EGFR(epidermal growth factor receptor)変異陽性の非小細胞肺癌(NSCLC; non-small cell lung cancer)は、gefitinibやerlotinibなどの可逆的EGFRチロシンキナーゼ阻害剤(TKI; tyrosine kinase inhibitor)に対して極めて高い初期治療奏効率を示すことが知られている Lynch et al. NEnglJMed 2004Paez et al. Science 2004Sordella et al. Science 2004Pao et al. ProcNatlAcadSciUSA 2004。しかし、これらの薬剤による治療開始後、ほぼすべての症例において獲得耐性が不可避的に発生する。

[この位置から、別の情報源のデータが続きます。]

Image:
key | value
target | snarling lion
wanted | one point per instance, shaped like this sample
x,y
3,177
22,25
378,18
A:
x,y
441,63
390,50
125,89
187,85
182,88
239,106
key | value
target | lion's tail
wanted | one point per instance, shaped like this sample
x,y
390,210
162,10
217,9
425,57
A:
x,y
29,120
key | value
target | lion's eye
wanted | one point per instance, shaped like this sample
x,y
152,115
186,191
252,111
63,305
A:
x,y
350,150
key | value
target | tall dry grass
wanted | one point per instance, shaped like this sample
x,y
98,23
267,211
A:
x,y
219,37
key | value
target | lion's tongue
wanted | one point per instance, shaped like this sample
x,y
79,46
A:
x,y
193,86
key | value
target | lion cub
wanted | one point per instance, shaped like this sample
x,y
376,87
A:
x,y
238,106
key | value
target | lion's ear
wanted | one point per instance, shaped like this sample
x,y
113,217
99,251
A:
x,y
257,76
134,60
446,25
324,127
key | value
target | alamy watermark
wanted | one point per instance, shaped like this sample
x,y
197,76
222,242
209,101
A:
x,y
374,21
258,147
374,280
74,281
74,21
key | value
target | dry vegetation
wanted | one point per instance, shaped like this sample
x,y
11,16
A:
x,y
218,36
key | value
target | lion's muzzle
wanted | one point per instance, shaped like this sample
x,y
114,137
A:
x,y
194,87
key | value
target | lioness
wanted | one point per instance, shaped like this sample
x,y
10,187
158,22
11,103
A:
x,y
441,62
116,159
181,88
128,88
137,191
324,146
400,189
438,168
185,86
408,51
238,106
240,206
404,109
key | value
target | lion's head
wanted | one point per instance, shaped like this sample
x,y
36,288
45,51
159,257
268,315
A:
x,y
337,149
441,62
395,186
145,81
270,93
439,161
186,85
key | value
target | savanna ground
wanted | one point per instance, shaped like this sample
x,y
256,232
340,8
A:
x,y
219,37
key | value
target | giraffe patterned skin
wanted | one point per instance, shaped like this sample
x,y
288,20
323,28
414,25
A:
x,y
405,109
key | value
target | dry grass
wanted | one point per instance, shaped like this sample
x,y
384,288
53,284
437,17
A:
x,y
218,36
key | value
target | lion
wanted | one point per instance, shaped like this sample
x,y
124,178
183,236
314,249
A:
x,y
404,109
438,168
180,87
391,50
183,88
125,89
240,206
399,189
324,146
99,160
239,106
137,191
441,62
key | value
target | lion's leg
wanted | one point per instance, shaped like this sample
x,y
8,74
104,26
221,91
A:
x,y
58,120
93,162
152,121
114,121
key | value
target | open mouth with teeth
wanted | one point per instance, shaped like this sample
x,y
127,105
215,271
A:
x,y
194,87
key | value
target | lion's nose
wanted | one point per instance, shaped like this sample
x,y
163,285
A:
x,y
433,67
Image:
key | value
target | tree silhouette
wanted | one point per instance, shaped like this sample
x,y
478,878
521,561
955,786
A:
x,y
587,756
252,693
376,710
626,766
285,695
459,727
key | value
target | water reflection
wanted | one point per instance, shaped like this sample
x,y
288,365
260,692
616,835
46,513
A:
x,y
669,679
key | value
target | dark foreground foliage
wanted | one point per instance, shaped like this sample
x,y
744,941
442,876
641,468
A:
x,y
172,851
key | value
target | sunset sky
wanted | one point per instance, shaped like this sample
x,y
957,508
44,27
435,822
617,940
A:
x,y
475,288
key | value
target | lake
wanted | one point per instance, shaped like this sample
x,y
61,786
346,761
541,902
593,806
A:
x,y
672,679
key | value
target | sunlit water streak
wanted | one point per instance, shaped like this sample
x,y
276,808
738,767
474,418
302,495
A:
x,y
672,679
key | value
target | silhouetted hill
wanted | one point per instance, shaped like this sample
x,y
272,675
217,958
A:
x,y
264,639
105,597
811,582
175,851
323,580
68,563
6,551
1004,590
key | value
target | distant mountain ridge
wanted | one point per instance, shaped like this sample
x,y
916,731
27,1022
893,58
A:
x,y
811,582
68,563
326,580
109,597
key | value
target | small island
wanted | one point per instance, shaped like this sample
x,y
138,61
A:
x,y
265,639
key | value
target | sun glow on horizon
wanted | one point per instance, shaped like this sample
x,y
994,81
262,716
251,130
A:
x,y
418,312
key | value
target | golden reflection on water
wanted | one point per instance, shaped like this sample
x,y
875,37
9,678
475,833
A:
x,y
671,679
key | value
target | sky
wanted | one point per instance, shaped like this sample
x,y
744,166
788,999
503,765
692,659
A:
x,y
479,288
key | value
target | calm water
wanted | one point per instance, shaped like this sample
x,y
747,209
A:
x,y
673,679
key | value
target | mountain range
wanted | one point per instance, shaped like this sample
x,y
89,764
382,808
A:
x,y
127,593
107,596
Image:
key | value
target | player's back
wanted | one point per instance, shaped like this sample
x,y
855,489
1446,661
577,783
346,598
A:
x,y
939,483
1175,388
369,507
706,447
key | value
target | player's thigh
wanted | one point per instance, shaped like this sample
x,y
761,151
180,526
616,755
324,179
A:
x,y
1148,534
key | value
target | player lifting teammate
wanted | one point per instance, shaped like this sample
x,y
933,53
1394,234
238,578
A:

これまでの研究により、獲得耐性機序の約60%はEGFR遺伝子 exon 20のT790M二次変異の出現であり、約5%はMET遺伝子の局所増幅によるバイパス経路の活性化であることが解明されていた Engelman et al. Science 2007Kobayashi et al. NEnglJMed 2005

一方で、臨床検体を用いたゲノム・組織学的解析から、上皮間葉移行(EMT; epithelial-to-mesenchymal transition)表現型を伴う組織学的変化がEGFR-TKI獲得耐性患者の一部で確認されており Sequist et al. SciTranslMed 2011、EMT型耐性が全体の10%から15%程度を占めることが報告されている Yu et al. ClinCancerRes 2013。また、受容体チロシンキナーゼ(RTK; receptor tyrosine kinase)であるAXLの過剰発現がEMT遺伝子シグネチャーと相関し、erlotinib耐性に関与しているとの報告もあった Zhang et al. NatGenet 2012Byers et al. ClinCancerRes 2013。しかし、AXL阻害剤単独ではEMT型耐性細胞のEGFR-TKI感受性を十分に回復できないなど、相反する知見が存在し、その詳細な分子機序は依然として未解明であった。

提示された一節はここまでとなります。